John Scalzi posted his seven Maxims for Non-Believers and they struck me as so well-crafted, I immediately wished that I was a non-believer so that I could use them:
- Being a non-believer does not mean you have to be intolerant of those who believe.
- Being a non-believer does not mean you have to be ignorant of the beliefs of those around you.
- Being a non-believer doesn’t mean you need to keep your children ignorant of the beliefs around you either. Withholding information from your children is a very bad way to help them make responsible decisions.
- Being a non-believer does not mean you can’t empathize with the religious impulse in others.
- Being tolerant of belief, knowledgeable about beliefs and empathetic toward the desire for belief does not make one less of a non-believer. It makes one tolerant, knowledgeable and empathetic.

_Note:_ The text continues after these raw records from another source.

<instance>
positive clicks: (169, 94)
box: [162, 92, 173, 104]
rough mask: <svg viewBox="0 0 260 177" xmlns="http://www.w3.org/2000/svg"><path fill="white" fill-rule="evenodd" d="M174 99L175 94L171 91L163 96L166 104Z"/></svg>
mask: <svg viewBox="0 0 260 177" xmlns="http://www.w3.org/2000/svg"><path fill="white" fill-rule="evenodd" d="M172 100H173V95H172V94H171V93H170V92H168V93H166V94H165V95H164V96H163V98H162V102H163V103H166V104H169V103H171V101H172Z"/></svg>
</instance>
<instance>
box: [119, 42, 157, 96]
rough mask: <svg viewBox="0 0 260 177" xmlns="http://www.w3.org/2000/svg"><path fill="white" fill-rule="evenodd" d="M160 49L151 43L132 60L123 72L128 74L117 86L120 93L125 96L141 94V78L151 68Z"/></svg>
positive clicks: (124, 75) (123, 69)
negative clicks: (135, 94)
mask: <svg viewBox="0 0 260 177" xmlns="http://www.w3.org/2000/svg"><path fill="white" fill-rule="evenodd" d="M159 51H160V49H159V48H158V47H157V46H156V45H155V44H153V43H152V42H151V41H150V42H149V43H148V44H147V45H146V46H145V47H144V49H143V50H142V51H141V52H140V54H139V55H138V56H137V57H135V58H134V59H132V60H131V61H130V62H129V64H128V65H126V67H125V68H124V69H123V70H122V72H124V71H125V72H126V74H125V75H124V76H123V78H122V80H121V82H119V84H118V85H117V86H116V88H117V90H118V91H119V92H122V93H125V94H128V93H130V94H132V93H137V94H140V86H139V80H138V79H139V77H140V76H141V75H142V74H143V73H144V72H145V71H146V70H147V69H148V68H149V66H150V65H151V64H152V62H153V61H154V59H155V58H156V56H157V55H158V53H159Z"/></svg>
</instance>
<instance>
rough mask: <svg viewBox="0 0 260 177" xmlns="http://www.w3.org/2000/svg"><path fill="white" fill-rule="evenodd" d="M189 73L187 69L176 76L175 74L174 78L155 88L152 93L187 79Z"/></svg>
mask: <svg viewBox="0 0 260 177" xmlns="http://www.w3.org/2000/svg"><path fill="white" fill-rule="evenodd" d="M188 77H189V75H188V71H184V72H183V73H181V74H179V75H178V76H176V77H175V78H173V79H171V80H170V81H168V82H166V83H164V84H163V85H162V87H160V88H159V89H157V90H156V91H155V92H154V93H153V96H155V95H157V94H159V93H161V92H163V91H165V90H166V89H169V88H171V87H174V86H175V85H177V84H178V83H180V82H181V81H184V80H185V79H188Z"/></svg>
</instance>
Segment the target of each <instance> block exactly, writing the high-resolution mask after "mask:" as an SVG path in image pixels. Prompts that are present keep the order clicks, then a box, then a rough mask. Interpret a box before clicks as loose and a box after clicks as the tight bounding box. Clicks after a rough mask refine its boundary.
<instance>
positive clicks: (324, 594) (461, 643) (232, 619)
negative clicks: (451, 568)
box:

- I believe that my tolerance, knowledge and empathy makes my own non-belief stronger, because I know why other people believe, and why I don’t.
- I believe that in being tolerant, knowledgeable and empathetic toward believers, I encourage those who believe to be tolerant, knowledgeable and empathetic toward me.
Then I began to wonder what a corresponding set of Maxims for Believers would look like. Here’s my stab at them:
- Being a believer does not give me cause to be intolerant of those who do not share my beliefs.
- Being a believer does not make it acceptable to be ignorant of others’ beliefs or lack thereof.
- Being a believer does not make it acceptable to keep my children ignorant of the beliefs around me, nor do I need to hide from them the fact that many choose not to believe. My beliefs are not as valuable as I think if I can only successfully pass them by encouraging ignorance and committing acts of omission.
- Because I am a believer who values my ability to choose my beliefs, I should empathize with the beliefs or lack thereof in others.
- Being tolerant of, knowledgeable about, and empathetic towards the beliefs or lack thereof in others does not make me less of a believer. It makes me tolerant, knowledgeable, and empathetic.
- I believe that my tolerance, knowledge, and empathy make my own belief more personally genuine because I know why I believe and why other people do not.
- I believe that in being tolerant, knowledgeable, and empathetic toward those who do not share my beliefs, I encourage them to be tolerant, knowledgeable, and empathetic toward me.
It was surprisingly hard to put these into words, even with the framework of John’s example staring me in the face to
copy from inspire me. Picking the right phrasing is key to ensuring that these guidelines themselves exhibit the tolerance and empathy they endorse without being so gently worded as to be useless. I hope that John is not offended by my derivation; it’s been churning around in the back of my head for most of the day.